Igor Korotchenko tells RIA Novosti “Krasnoye Sormovo” could provide extra buildingways if Admiralty can’t meet all its export contracts.  He says Admiralty is now building five subs under the GOZ, six for Vietnam, and:

“In the event new contracts are signed for sub construction with Venezuela and Indonesia there will be an obvious problem with inadequate buildingway space, and then a backup could be required.”

RIA Novosti notes rather dryly along the way that no Russian GPV has been fulfilled completely because of the country’s insufficient modern industrial capacity.

One wonders what, if any, work and investment would be required to bring “Krasnoye Sormovo” and Amur back into the sub-building business.

New Deputy Defense Minister

Antonov with Medvedev and Serdyukov (photo: Kremlin.ru)

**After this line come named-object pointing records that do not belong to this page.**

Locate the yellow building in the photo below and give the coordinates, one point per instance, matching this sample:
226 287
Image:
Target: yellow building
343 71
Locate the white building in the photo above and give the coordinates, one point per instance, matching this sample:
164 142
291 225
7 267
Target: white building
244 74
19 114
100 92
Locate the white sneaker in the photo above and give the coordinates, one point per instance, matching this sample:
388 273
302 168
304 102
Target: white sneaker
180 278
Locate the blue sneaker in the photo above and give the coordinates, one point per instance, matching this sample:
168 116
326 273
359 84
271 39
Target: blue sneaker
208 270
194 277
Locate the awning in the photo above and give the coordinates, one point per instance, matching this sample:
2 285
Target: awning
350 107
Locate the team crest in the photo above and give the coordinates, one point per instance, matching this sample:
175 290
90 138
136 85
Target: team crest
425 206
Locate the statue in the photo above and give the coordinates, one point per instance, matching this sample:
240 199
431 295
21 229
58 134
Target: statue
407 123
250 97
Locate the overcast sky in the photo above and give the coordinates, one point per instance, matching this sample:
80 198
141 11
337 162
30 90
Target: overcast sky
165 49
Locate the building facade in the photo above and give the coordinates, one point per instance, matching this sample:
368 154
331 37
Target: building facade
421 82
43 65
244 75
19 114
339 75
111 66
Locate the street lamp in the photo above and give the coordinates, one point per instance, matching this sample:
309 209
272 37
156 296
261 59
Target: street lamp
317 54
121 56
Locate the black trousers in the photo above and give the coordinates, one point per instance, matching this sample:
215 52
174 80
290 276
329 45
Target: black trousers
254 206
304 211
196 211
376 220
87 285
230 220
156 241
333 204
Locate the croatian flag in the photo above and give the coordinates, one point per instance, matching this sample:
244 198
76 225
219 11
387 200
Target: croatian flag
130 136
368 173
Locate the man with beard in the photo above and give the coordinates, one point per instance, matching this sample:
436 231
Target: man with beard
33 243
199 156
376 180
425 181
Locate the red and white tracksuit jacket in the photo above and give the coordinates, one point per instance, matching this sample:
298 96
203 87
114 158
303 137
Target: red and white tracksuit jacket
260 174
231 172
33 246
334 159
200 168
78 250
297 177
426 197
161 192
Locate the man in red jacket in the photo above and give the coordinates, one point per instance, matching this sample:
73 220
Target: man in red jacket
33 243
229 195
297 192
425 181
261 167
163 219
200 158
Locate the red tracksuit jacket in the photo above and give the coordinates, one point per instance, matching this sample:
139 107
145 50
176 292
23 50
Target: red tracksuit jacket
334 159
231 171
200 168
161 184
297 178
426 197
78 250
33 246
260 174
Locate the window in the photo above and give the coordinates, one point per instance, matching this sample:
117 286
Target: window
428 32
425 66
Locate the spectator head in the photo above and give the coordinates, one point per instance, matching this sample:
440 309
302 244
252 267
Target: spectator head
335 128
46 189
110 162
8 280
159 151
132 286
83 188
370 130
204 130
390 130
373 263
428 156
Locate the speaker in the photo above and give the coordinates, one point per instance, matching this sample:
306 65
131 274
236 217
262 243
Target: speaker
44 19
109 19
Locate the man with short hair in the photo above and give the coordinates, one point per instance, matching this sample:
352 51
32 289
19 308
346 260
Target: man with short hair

Today President Medvedev made Anatoliy Ivanovich Antonov Deputy Defense Minister for International Military Cooperation.  He’ll bear responsibility for organizing and conducting the Ministry’s contacts with foreign military departments.  Kremlin.ru notes Antonov was one of the negotiators for the new Treaty on Strategic Offensive Arms.  Medvedev said Antonov’s experience in this successful negotiating process will enable him to fulfill his new duties effectively.

Anatoliy Antonov

PIR-Tsentr’s short biography of Ambassador Antonov says he’s been serving as Director of the Foreign Ministry’s Security and Disarmament Issues Department.  He was born in 1955.  In 1978, he graduated the USSR Foreign Ministry’s Moscow State Institute of International Relations (MGIMO or МГИМО).  In 1983, he completed graduate study at the same institution.  Antonov’s worked in the Foreign Ministry since 1978.  He’s headed government delegations in G8, NPT, Inhumane Weapons Convention, and multilateral export control negotiations.  He’s a member of the U.N. Secretary General’s Consultative Council on Disarmament.

In mid-2007, Antonov helped then-President Putin unveil his offer to use Russia’s Gabala and Armavir radars in NATO missile defense, according to Novosti KM.RU.

Antonov makes nine deputies to Serdyukov; a tenth deputy slot for finance-economic work has been vacant since Vera Chistova’s departure in the fall.

Antonov’s quite different from his predecessors in this job.

International military cooperation seemed to fall off the Defense Ministry’s radar for a while after Anatoliy Serdyukov took over.  You may recall, former Main Directorate for International Military Cooperation (GU MVS) Chief, General-Colonel Anatoliy Mazurkevich fled the Defense Ministry when Serdyukov arrived.  GU MVS essentially disappeared from the military department’s organizational chart.

GU MVS’ roots stretch back to the General Staff’s old 10th Main Directorate, which had a long history of involvement in arranging arms sales and providing military advisors and training to Soviet client states in the bad old days.